Multivariate Density Estimation written by David W. Scott and has been published by John Wiley & Sons this book supported file pdf, txt, epub, kindle and other format this book has been release on 2015-03-12 with Mathematics categories.


Clarifies modern data analysis through nonparametric density estimation for a complete working knowledge of the theory and methods Featuring a thoroughly revised presentation, Multivariate Density Estimation: Theory, Practice, and Visualization, Second Edition maintains an intuitive approach to the underlying methodology and supporting theory of density estimation. Including new material and updated research in each chapter, the Second Edition presents additional clarification of theoretical opportunities, new algorithms, and up-to-date coverage of the unique challenges presented in the field of data analysis. The new edition focuses on the various density estimation techniques and methods that can be used in the field of big data. Defining optimal nonparametric estimators, the Second Edition demonstrates the density estimation tools to use when dealing with various multivariate structures in univariate, bivariate, trivariate, and quadrivariate data analysis.

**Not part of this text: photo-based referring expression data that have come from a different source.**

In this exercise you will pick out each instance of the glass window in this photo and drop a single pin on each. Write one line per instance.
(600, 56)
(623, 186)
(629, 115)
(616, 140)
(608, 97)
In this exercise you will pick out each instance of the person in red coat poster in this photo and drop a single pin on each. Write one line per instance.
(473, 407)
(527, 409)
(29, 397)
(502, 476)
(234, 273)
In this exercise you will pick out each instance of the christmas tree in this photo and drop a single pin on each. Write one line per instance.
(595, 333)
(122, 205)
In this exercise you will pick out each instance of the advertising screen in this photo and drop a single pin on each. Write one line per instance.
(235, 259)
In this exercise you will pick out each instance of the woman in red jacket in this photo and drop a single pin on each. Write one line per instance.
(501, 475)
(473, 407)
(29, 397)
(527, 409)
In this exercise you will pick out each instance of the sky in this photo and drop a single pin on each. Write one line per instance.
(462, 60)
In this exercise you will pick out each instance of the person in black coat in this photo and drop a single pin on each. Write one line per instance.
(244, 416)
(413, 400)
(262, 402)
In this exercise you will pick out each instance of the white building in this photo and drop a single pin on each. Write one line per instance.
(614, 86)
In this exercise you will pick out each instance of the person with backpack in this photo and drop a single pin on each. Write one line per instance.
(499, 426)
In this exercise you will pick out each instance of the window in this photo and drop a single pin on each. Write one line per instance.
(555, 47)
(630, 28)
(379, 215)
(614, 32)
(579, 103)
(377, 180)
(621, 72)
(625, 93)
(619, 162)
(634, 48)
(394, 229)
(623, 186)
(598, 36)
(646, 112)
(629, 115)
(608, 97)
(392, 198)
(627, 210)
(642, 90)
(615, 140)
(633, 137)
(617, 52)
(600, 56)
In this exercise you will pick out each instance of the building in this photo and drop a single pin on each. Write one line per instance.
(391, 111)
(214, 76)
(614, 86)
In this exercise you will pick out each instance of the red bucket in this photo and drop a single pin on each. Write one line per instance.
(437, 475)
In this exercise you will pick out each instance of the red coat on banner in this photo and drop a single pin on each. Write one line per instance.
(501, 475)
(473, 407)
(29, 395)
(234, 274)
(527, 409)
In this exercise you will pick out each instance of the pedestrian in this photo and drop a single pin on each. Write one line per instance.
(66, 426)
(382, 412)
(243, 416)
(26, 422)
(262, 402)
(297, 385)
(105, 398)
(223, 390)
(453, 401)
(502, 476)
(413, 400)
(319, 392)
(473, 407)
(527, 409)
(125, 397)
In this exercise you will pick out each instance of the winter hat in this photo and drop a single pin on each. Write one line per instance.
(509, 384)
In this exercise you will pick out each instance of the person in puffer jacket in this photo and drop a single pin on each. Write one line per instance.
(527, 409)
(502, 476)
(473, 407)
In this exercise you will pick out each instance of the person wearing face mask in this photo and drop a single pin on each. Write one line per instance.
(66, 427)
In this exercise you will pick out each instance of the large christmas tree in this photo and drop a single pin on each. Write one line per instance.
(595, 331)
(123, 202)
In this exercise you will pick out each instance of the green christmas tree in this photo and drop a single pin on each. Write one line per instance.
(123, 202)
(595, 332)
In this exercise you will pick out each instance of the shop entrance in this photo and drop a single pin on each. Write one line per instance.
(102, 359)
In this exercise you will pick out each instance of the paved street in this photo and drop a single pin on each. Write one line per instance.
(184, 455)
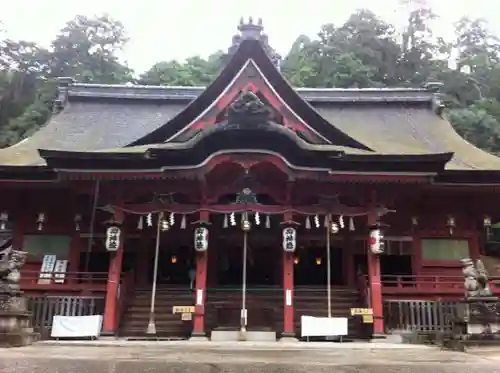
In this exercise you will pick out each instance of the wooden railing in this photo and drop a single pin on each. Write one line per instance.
(429, 284)
(44, 308)
(68, 281)
(419, 316)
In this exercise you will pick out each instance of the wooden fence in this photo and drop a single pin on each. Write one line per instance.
(43, 308)
(420, 316)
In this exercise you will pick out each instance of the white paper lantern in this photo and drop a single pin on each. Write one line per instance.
(201, 239)
(289, 239)
(375, 241)
(113, 238)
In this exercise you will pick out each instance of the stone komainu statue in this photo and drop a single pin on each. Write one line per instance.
(476, 282)
(10, 275)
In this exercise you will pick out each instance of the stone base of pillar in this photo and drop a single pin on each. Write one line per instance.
(107, 333)
(288, 337)
(198, 337)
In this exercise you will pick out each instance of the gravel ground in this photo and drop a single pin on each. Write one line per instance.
(234, 358)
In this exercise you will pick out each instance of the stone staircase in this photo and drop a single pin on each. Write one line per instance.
(222, 310)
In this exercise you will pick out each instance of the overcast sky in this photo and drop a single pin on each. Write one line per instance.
(175, 29)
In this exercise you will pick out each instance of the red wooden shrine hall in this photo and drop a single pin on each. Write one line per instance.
(248, 203)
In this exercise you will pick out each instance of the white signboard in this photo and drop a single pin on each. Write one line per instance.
(76, 326)
(323, 326)
(47, 268)
(60, 271)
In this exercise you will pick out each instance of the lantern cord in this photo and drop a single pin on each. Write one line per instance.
(329, 265)
(91, 225)
(151, 324)
(244, 285)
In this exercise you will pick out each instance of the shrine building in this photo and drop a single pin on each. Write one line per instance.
(247, 203)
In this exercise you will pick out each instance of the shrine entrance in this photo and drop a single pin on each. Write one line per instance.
(248, 278)
(262, 261)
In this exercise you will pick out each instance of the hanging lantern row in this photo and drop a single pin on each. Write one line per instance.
(165, 223)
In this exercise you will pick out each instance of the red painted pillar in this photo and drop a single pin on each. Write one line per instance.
(200, 290)
(200, 294)
(144, 261)
(288, 288)
(375, 285)
(74, 258)
(110, 323)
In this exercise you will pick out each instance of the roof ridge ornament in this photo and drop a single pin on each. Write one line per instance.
(63, 84)
(435, 88)
(248, 110)
(249, 30)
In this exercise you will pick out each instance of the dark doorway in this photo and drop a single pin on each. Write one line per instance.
(310, 265)
(390, 265)
(262, 266)
(174, 266)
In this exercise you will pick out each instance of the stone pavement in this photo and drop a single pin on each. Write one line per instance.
(187, 357)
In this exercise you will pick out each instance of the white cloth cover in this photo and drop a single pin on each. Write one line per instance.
(76, 326)
(323, 326)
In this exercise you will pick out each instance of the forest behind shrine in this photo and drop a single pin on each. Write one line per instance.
(365, 51)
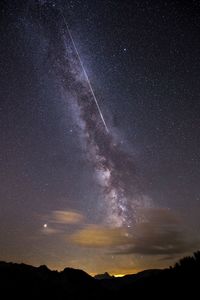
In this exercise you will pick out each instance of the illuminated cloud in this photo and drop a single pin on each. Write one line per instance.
(66, 217)
(160, 233)
(99, 236)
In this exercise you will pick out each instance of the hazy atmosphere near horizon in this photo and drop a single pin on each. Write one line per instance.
(99, 133)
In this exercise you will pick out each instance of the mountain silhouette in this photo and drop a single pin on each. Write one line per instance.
(28, 282)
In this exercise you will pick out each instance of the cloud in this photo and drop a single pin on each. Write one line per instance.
(66, 217)
(161, 233)
(99, 236)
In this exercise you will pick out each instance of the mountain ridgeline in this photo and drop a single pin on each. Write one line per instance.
(25, 281)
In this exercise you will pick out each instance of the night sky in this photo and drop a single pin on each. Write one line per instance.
(71, 192)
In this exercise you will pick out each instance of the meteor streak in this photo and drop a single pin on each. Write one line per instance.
(85, 73)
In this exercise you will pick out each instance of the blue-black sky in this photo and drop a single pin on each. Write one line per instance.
(72, 194)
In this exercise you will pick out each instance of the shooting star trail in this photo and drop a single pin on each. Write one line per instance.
(85, 73)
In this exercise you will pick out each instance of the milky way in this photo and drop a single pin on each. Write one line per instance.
(114, 168)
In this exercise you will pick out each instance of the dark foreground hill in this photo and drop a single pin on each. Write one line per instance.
(28, 282)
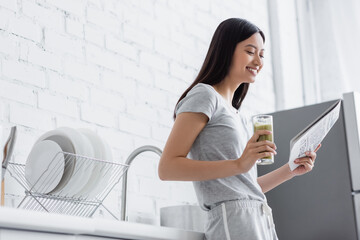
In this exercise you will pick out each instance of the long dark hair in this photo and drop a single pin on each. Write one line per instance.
(218, 58)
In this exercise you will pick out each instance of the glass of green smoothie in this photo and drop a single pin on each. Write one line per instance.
(264, 122)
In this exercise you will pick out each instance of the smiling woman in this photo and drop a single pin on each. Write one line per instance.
(212, 145)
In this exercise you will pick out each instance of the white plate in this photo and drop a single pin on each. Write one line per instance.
(44, 166)
(101, 152)
(76, 174)
(66, 145)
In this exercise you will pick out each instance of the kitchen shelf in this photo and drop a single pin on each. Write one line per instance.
(63, 198)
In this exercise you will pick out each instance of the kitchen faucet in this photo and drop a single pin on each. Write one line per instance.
(132, 156)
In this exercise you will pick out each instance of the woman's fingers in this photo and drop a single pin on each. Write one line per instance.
(265, 148)
(304, 160)
(319, 146)
(266, 142)
(258, 133)
(312, 155)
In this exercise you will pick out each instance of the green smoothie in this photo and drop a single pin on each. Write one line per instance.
(259, 126)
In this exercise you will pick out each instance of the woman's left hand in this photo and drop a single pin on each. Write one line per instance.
(306, 163)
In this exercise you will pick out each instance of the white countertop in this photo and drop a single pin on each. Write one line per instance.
(56, 223)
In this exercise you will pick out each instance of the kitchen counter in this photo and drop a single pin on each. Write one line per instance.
(17, 220)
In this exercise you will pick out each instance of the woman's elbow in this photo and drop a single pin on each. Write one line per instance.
(162, 172)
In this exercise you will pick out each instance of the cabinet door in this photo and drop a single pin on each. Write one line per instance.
(8, 234)
(82, 237)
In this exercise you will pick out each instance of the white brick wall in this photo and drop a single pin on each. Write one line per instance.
(117, 67)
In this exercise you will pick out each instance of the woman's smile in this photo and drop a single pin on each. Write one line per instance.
(253, 71)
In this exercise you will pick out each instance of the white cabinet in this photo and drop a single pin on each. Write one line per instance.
(9, 234)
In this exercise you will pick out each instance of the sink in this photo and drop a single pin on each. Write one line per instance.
(186, 217)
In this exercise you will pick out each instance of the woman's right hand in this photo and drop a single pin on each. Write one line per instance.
(255, 150)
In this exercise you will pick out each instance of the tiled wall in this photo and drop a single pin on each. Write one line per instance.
(117, 67)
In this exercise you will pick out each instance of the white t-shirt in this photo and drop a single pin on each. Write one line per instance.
(223, 138)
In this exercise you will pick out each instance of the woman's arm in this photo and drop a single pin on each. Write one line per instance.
(282, 174)
(175, 166)
(275, 178)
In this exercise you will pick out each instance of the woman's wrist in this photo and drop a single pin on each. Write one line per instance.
(288, 173)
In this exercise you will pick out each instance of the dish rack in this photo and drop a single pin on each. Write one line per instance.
(61, 201)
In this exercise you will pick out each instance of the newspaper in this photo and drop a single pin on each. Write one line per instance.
(311, 136)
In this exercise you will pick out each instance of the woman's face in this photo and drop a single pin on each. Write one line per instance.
(247, 59)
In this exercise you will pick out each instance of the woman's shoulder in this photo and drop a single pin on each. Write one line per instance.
(203, 88)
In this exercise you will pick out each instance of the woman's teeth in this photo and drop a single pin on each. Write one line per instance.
(253, 71)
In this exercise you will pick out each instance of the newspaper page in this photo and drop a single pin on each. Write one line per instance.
(309, 138)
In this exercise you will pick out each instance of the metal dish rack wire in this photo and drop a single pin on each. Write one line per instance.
(57, 191)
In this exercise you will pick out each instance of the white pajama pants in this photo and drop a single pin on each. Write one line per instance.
(240, 220)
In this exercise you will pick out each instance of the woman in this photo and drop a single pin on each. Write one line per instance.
(222, 155)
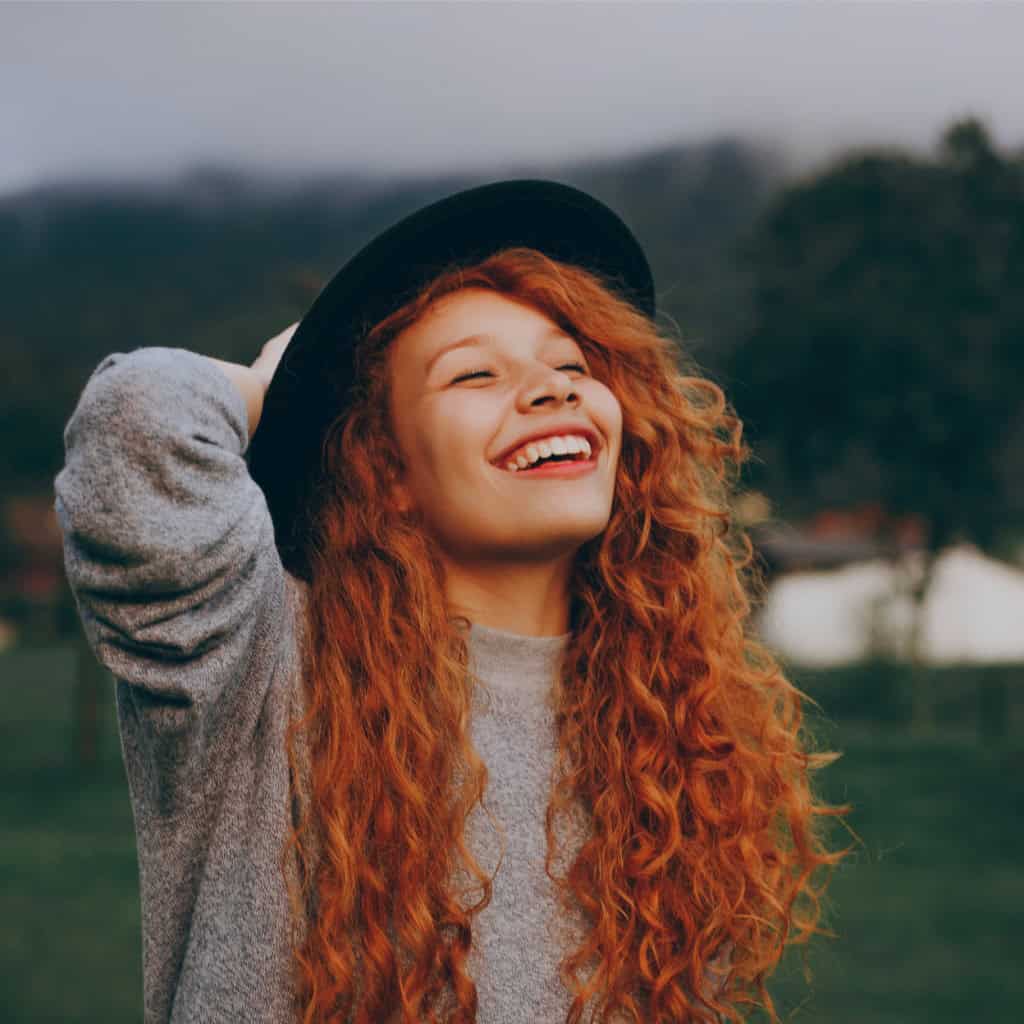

Continuing to illustrate the major concepts in the context of the classical histogram, Multivariate Density Estimation: Theory, Practice, and Visualization, Second Edition also features: Over 150 updated figures to clarify theoretical results and to show analyses of real data sets An updated presentation of graphic visualization using computer software such as R A clear discussion of selections of important research during the past decade, including mixture estimation, robust parametric modeling algorithms, and clustering More than 130 problems to help readers reinforce the main concepts and ideas presented Boxed theorems and results allowing easy identification of crucial ideas Figures in color in the digital versions of the book A website with related data sets Multivariate Density Estimation: Theory, Practice, and Visualization, Second Edition is an ideal reference for theoretical and applied statisticians, practicing engineers, as well as readers interested in the theoretical aspects of nonparametric estimation and the application of these methods to multivariate data. The Second Edition is also useful as a textbook for introductory courses in kernel statistics, smoothing, advanced computational statistics, and general forms of statistical distributions.